Dem Gottesdienst lag das Textwort aus Lukas 19, aus Vers 5:
„Zachäus, steig eilend herunter; denn ich muss heute in deinem Haus einkehren.“
„Heile mich.“, so eröffnete der gemischte Chor den Gottesdienst und Bischof Gründemann nannte als Voraussetzung für das Erfüllen dieser Bitte die Selbsterkenntnis: Wenn der Sünder nicht bereit ist, für das Verhalten, das er an den Tag legt, gerade zu stehen, dann ist er unfähig für die Gnade.“ Unsere Aufgabe sei es, mit Gabe Heiligen Geistes an das Wesen Jesu heranzukommen.
Das Textwort beleuchte, mit welcher Präzision Gottes Liebe arbeite. Jesu habe das „Begehren“ des Zachäus verspürt und kehrte bei ihm ein.
Was erwarten wir vom Herrn? Lob? Anerkennung? Heil komme einzig und allein aus Jesus Christus. „Kommen wir nicht mit falschen Erwartungen zum Herrn“, so Bischof Gründemann.

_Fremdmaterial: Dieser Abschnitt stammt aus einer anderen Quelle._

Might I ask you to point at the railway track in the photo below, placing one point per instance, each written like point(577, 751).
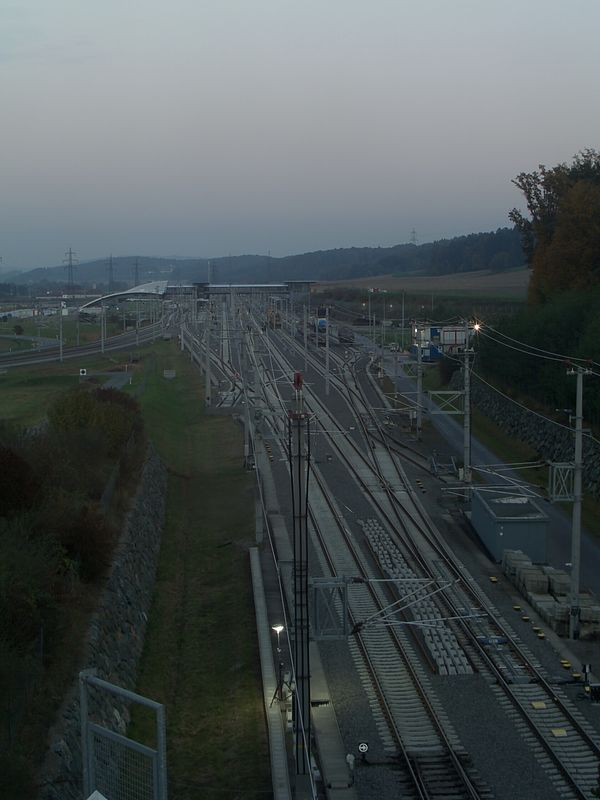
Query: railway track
point(455, 629)
point(479, 639)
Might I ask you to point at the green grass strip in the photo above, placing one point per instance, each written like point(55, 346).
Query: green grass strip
point(201, 653)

Wollen wir Gemeinschaft haben mit Jesu? Wollen wir Veränderung unseres Wesens? Dann sollten wir ihm alles anvertrauen, was uns beschäftigt, was uns belastet.
Jesu ist bei vielen eingekehrt, auch bei Pharisäern, auch bei Sündern: Es habe ihn auch nicht gestört, dass die anderen gemurrt haben, wenn er bei Sündern eingekehrt ist: „Ihre vielen Sünden sind vergeben, denn sie hat viel geliebt; wem aber wenig vergeben wird, der liebt wenig.“ (Lukas 7, 47)

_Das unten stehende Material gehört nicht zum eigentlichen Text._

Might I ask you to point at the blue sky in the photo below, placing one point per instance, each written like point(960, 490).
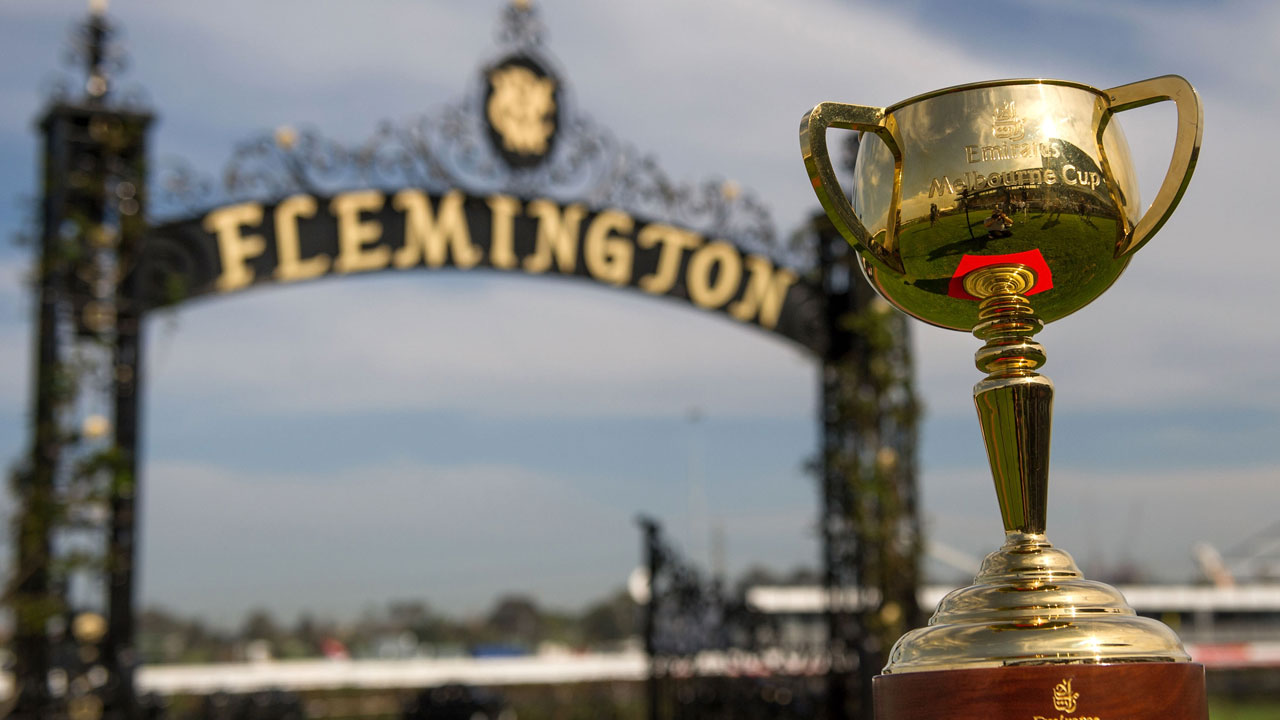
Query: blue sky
point(451, 436)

Wir dürfen Gnade erleben, weil Jesu bei uns einkehrt, nicht, weil wir „gute Menschen“ sind, Lasst uns diese Botschaft in unsere Umgebung hinaustragen, wie schön es ist, wenn Jesu bei uns einkehrt.“, so Bischof Gründemann.
Bezirksevangelist Dirk Bogen wurde zu einem Predigtbeitrag gerufen und verdeutlichte die Souveränität Gottes – er wähle die Art und Weise, bei Menschen einzukehren.
Bischof Gründemann dankte nach dem Gottesdienst für alles Mitwirken und für alles, was vorbereitet und bereitet war und erinnerte daran, dass auch diese „Dienste“ nicht selbstverständlich seien.